There’s a new waitress who started here and at first I found her charming but now I don’t. Maybe it’s the bosses daughter, I don’t know, but I always slink down in my seat and pray that the other waitress will take my order. But it’s always the new one. She makes me think she might have studied in the Netherlands because at times it’s like she’s a champion of the Dutch Serving Awards, which is basically tossing solid mugs at your forehead with perfect target. I regret ordering from her.
Oh. My. God. The three guys… I think they’re a… throuplle!!!! Matryoshka Big just kissed Matryoshka One! And Matryoshka One is holding Matryoshka Two’s hand! This is amazing; I never would’ve anticipated that. Also, while Slovakia is not exactly Saudi Arabia, there are certain limitations, especially with the current government, with LGBTQ+ rights, so to be so bold and kiss in the middle of a cafe is, to me, an astonishing move.
Tennis man didn’t notice. He’s chatting on his phone — exactly.
Over at the bar area, my not-favourite dropped a glass and it shattered. She hollered, in English, “Oh Shit!” It disturbed the cozy ambience for our throuple, who have now gone back to platonic drinking.
But I got a little lost.
I was just going to say that last week I went to the exhibition at FOR MAAT of an artist named Filip Bielak, whose work I kind of dug; while not everything was to my taste, there were a few pieces there that I quite admired. I learned that he is a set designer at the Bratislava theatre company, which I imagine is just an amazing place to be. I picture people working there for forty plus years, weird fiefdoms that no management could ever curtail, utter kingdoms of styrofoam modelling or plank chipping or whatever. A cabal of seniority that will never crack, reminding me of the police officers (well, traffic cops, the worst) in Ukraine who used to “pass down” the famous baton that would be used to flag down drivers and “ticket” them but that could miraculously be paid on the spot in cash and then you’re good to go. A dynasty of set design… anyway, Filip works there, and his work is about the architectural fringes of Bratislava, the weird and wonderful.
There was one sculpture in particular that, frankly, I lust after. It’s red plexiglass of some ČSSR-era building, picture say a chemistry department at the university or something or a medical centre in the suburbs. It’s not big, but still sizeable. I can hold it in my hands, I can fit in my house (I have a perfect spot), but still has sone heft to it that screams ‘object’ in all the good ways, I love it. This is so rare for me. In general I appreciate art, but I’ve never really wanted to buy something. What’s this compulsion with this particular sculpture? I’m not even sure he made it, I think he claimed it out of Janek’s back shed without anyone noticing and placed it in the middle of a concrete exhibition space. But Duchamp also turned a urinal upside down, so there’s that.

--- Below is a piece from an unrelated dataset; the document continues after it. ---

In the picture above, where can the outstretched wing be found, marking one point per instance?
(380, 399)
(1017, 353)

I am sure a lot has to do with being here in Trenčín which has just absolutely supercharged my architecture background and interest, clarifying my utter love for all things kind of dismal and secondary. To some degree it is manifesting into semi-translucency everything I am thinking about now: its not permanent, it’s of an old, castaway building, it was exhibited in an abandoned factory, the strange history of the Bratislava theatre set designers has me dreaming each night of possible scenarios for death and mayhem amidst themselves, it has volume but not really, and, well, perhaps its a marker of my time here.
Anyway, I sent Filip a message. Would you be interested in selling that plastic building?
No answer.
Tried again: no answer.
The throuple are leaving. Bad waitress is snarling at me. It’s time to go, exactly.